As you may have gathered, Ms. Arterton is not one to mince words or affect airs and graces. Born to a proudly working class Gravesend clan – dad is a welder, her single mum was a cleaner – she got the acting bug through a performance arts programme at grammar school and was already landing choice stage roles before graduating from the Royal Academy.
“I love theatre,” she says. “I always imagined I’d do theatre all the time. I’ve had to turn down a few films to do my next play so I’ve had people shouting down the phone from LA at me. ‘What are you doing? Are you crazy?’ But that’s where you learn about acting. I have to do at least one play a year for myself.

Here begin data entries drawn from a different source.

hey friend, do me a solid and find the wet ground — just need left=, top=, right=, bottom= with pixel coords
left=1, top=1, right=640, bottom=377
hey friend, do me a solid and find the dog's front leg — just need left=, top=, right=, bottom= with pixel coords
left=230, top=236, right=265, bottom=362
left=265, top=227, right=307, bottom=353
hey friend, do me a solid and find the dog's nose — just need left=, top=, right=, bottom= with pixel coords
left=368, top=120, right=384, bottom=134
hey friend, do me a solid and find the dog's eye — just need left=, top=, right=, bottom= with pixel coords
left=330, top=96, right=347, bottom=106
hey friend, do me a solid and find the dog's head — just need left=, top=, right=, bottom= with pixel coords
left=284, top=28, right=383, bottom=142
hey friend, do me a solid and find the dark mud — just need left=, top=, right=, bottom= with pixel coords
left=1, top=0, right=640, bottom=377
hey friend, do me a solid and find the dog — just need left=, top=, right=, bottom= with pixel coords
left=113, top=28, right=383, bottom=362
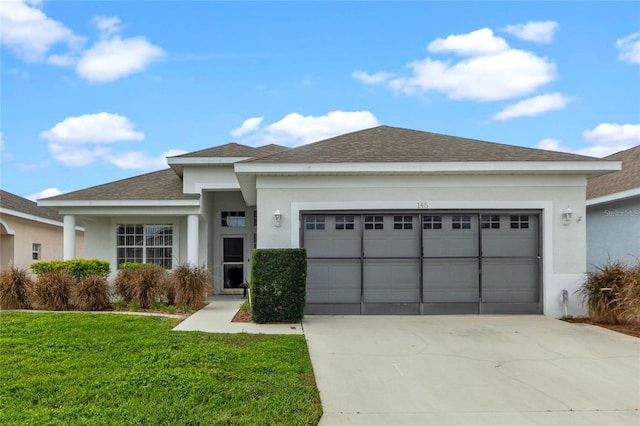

So I’m prepared to put my foot down about it.”
Rather adorably, she thinks of herself as a freak and never objects to questions about her polydactyly (she was born with an extra digit on each foot and hand). She similarly shrugs off her status as a sex symbol and her high profile turns in Quantum Of Solace, St. Trinian’s and Clash Of The Titans.
“When you’re an actor you have to maintain some kind of visibility,” she sighs. “You have to do the blockbusters and take the bums on seats parts. But I’d never go to a blockbuster at the cinema myself. Eventually, my friends will nag me into seeing Avatar or whatever but it’s not my first choice. I like films like The Disappearance Of Alice Creed. I’m not just saying that; it’s the sort of film I go to see. So then you have your LA agent saying, ‘Oh, it’s a little risqué; it’s not right for you’. Well, that’s why I want to do it. I want a challenge.”
She laughs. “I’m hoping to play a fat, ugly stalker in my next film. No more standing around in dresses for me.”